|Kuhajek, Jeanne - UNIVERSITY OF MISSISSIPPI|
|Canel, Camilo - NPURU (NOW W/ CORNING)|
|Moraes, Rita - UNIVERSITY OF MISSISSIPPI|
Submitted to: Biochimica et Biophysica Acta
Publication Type: Peer Reviewed Journal
Publication Acceptance Date: December 23, 2002
Publication Date: February 28, 2003
Interpretive Summary: The plant podophyllum peltatum (mayapple) native to the US is known to produce podophyllotoxin (a compound used in the synthesis of an anticancer drug). This plant detoxifies and stores the compound by attaching glucose to it. This paper describe the presence of an enzyme that specifically removes this sugar group (beta glucosidase). This research demonstrated the existence of a substrate specific glucosidase that provided the enhanced yield in podophyllotoxin described in the US patent 6,143,304. A full biochemical characterization of this enzyme is presented. The outcome of this research strengthens the claims made in the patent.
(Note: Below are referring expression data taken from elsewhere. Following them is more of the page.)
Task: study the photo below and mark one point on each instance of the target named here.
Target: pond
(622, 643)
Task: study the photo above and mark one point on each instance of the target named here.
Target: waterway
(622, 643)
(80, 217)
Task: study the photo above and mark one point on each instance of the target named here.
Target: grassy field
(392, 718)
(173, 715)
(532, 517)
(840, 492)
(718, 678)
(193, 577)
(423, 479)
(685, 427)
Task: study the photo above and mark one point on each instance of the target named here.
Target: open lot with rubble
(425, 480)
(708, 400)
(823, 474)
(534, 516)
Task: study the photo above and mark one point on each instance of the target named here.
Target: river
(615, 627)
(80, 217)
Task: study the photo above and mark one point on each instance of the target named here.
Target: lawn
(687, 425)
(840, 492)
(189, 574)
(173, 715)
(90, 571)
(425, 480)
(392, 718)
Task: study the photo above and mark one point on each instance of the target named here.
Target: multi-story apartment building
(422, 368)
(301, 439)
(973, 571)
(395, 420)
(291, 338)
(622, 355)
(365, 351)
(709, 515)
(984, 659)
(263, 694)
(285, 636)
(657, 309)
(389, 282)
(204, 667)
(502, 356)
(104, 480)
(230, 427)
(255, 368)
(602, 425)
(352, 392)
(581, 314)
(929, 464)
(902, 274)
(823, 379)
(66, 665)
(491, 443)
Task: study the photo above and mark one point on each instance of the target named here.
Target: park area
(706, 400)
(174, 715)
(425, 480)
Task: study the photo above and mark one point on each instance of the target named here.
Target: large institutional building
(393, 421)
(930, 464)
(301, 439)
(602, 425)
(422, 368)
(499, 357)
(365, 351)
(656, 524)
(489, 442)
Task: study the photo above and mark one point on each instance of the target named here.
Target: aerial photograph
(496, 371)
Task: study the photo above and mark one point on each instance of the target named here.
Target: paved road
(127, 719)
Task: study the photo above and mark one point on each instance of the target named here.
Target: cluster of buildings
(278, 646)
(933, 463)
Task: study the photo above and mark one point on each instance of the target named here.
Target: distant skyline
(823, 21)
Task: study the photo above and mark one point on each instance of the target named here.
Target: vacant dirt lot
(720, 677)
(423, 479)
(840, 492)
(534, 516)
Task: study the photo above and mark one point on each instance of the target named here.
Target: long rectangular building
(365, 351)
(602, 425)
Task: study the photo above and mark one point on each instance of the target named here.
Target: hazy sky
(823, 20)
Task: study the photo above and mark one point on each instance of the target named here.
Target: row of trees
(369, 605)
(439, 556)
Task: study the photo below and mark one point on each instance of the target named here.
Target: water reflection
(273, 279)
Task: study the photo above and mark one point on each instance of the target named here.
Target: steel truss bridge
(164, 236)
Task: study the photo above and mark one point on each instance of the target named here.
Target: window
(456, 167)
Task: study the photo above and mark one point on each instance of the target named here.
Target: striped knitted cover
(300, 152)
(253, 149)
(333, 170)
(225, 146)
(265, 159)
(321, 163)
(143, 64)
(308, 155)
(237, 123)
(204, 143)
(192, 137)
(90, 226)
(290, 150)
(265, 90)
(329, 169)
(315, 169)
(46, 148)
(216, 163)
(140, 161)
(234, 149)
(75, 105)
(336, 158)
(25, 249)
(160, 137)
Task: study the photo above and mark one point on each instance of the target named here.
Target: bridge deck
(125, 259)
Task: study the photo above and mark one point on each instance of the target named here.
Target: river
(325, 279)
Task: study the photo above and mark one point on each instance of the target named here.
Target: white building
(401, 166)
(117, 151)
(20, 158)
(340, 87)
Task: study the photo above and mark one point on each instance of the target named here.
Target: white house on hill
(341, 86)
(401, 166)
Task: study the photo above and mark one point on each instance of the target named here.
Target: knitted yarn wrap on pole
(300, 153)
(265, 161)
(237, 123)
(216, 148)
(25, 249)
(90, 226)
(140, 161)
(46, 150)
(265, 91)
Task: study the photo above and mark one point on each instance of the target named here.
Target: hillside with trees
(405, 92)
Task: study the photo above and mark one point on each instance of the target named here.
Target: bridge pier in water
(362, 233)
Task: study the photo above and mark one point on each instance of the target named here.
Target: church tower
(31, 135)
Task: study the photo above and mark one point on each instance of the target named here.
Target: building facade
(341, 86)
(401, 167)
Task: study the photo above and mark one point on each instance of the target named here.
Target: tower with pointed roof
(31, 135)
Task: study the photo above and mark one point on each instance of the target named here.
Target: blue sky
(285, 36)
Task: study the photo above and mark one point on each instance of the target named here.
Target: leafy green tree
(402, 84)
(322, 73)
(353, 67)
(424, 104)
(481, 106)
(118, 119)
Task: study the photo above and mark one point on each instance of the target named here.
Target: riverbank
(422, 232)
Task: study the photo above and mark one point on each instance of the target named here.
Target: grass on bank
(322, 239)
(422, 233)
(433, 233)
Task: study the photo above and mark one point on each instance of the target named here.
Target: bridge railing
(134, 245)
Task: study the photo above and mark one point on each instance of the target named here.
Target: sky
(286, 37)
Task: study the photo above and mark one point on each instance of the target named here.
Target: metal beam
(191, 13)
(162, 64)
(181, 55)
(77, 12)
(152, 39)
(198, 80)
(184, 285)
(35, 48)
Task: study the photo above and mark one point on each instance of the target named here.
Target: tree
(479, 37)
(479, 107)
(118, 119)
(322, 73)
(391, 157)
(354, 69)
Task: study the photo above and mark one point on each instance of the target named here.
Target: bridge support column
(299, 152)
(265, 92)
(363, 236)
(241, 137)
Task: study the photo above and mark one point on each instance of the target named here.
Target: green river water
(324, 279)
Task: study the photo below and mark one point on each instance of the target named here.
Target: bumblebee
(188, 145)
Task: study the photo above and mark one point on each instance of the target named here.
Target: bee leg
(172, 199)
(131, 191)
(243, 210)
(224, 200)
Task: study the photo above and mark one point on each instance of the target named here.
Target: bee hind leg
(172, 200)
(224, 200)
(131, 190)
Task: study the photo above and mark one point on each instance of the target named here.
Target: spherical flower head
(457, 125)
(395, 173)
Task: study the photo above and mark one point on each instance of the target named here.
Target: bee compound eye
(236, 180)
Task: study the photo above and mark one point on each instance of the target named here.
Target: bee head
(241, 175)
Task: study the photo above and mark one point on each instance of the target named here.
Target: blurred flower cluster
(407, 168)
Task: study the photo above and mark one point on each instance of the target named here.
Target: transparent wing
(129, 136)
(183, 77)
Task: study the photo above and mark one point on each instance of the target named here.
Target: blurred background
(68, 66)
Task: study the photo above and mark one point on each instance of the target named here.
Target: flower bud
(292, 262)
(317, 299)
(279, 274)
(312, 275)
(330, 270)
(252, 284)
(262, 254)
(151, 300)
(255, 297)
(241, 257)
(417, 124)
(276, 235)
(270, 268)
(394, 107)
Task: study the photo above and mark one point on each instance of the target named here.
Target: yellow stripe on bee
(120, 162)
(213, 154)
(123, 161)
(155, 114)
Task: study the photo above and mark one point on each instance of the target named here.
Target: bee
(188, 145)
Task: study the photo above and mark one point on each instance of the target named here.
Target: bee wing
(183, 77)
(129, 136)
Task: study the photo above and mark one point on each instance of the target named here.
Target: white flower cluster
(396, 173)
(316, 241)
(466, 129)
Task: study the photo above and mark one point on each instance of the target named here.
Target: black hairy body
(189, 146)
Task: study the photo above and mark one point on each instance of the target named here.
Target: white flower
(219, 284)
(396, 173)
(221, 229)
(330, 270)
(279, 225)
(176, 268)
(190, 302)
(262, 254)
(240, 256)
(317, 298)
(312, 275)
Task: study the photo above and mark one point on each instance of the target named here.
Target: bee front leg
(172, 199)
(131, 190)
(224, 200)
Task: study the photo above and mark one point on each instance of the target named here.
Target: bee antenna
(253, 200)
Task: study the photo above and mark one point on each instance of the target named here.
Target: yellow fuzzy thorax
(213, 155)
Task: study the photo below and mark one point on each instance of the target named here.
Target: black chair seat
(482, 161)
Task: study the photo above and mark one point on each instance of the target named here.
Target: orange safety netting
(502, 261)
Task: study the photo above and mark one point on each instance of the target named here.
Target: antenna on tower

Technical Abstract: A beta-glucosidase with high specificity for podophyllotoxin-4-O-b-d-glucopyranoside was purified from the leaves of Podophyllum peltatum. The 65 kD polypeptide had optimum activity at pH 5.0 and was essentially inactive at physiological pH (6.5 or above). The maximum catalytic activity of this glucosidase was obtained at 45C, but the enzyme was not thermostable and lost 50% of its activity after 18 min at 55C. Inhibition of the enzyme by metal ions Hg2+ or Ag2+ and subsequent reversion of inhibition by b-mercaptoethanol suggest that cysteine residues participate in the catalytic reaction mechanism. This b-glucosidase displayed higher substrate specificity for podophyllotoxin-4-O-b-d-glucopyranoside than epipodophyllotoxin -4-O-b-d- glucopyranoside, and for the (1-3) linkage of laminaribiose than the other glucosidic linkages. The substrate specificity and dependence on a relatively low pH for optimum activity is consistent with a b-glucosidase involved in plant defense mechanisms that would become activated upon cell injury by offending organisms, causing a concomitant lowering of pH and release of lignan glucosides.